Henrik Uterwedde : Elle continue de peser lourd sur les finances publiques : 4 % du produit intérieur brut (PIB) sont transférés chaque année de l’Ouest vers l’Est. Quand on voit les problèmes politiques que pose le budget européen, qui ne représente pourtant que 1 % du PIB de l’Union, on peut mesurer la difficulté à dégager les compromis nécessaires pour financer de tels transferts au sein de l’Allemagne... Mais les difficultés liées à la réunification sont aussi qualitatives : elle a fait perdre son homogénéité à un pays jusque-là relativement cohérent et égalitaire. Du coup, elle a déstabilisé ses modes traditionnels de régulation, qui reposaient sur cette homogénéité.

Ceci dit, la réunification n’est pas non plus l’échec massif qu’on décrit souvent. Certaines zones, autour de Dresde ou de Leipzig en particulier, sont économiquement dynamiques. Et ce n’est pas tant à l’ouest de l’Allemagne qu’il faut comparer l’est qu’à la Pologne ou à la Tchéquie. Vue ainsi, la situation de l’ex-RDA est bien meilleure.

Pourquoi est-il aussi difficile de relancer la demande intérieure allemande alors que les excédents extérieurs explosent ?

L’Allemagne est redevenue en effet Exportweltmeister, championne du monde de l’exportation. La preuve d’ailleurs que le pays n’est pas plongé dans une crise si profonde qu’il faudrait tout changer, comme le disent souvent les néolibéraux. Mais le chômage, la stagnation du pouvoir d’achat des salariés et les menaces sur l’avenir de la protection sociale incitent à l’épargne plus qu’à la consommation. A cela s’ajoute probablement également un effet déjà sensible d’un vieillissement particulièrement marqué. Mais c’est aussi un phénomène culturel : contrairement aux Anglo-Saxons, les Allemands rechignent profondément à s’endetter pour consommer, à vivre à crédit.

L’austérité en matière de dépenses publiques ne menace-t-elle pas à terme les fondements de l’économie allemande ?

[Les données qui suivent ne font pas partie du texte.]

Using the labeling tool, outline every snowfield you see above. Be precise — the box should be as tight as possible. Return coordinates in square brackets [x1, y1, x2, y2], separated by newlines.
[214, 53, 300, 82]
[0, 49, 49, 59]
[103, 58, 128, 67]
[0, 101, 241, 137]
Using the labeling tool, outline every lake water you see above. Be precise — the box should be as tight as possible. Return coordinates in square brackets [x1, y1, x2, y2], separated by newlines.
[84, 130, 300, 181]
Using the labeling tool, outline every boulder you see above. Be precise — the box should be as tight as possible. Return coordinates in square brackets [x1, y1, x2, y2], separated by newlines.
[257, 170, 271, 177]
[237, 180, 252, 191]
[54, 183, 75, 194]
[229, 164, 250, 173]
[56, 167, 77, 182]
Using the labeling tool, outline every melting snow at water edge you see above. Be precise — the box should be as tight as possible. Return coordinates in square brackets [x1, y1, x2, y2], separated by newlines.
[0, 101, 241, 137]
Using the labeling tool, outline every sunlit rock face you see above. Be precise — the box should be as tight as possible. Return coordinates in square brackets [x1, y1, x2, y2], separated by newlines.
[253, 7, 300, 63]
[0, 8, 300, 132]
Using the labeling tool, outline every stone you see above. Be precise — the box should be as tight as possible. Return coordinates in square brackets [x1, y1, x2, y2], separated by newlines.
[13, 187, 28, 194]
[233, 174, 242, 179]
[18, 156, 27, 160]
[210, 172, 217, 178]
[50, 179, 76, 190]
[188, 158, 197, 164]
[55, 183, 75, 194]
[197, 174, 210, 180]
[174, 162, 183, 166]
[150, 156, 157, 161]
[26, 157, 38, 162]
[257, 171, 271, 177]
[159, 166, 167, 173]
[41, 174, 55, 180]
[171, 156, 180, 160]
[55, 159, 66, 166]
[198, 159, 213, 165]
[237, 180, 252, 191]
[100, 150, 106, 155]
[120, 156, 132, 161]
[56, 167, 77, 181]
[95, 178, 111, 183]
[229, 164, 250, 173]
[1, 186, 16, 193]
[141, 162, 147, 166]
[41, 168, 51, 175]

En effet. Les investissements publics sont en baisse constante depuis dix ans et on constate une dégradation sensible des infrastructures : piscines, bibliothèques, bâtiments, voirie... De plus, l’Allemagne est à la peine tant en matière d’éducation primaire et secondaire que dans l’enseignement supérieur ou la recherche. Nous sommes enfermés depuis quinze ans dans un cercle vicieux : faible croissance, dégradation des comptes publics, réduction des dépenses, dégradation des infrastructures, faible croissance... Je ne suis pas de ceux qui considèrent qu’il suffirait d’ouvrir les vannes de la dépense publique pour résoudre tous les problèmes de l’Allemagne. Il faut continuer à dépenser mieux et plus efficacement, et on n’échappera pas à certains choix difficiles. Mais il devient aussi urgent maintenant de sortir de ce cercle vicieux : l’approche comptable de la réduction des déficits publics conduit dans le mur.

Le modèle allemand peut-il encore survivre ?

Le capitalisme allemand a toujours été un capitalisme organisé, fondé sur le compromis, où les corps intermédiaires jouent un rôle important. Ce modèle est très secoué, mais il a encore de la ressource car il reste un facteur clé de la compétitivité allemande. La balance penche certes du côté du capital actuellement, mais les entreprises continuent à rechercher des accords avec les syndicats quand elles veulent modifier les conditions d’emploi de leurs salariés. Les grands partis, tant la CDU que le SPD, et la grande majorité de la population restent très attachés à cette recherche de solutions négociées. Je ne crois pas qu’on assistera à une " thatchérisation " de l’Allemagne, même si la droite l’emporte le 18 septembre prochain.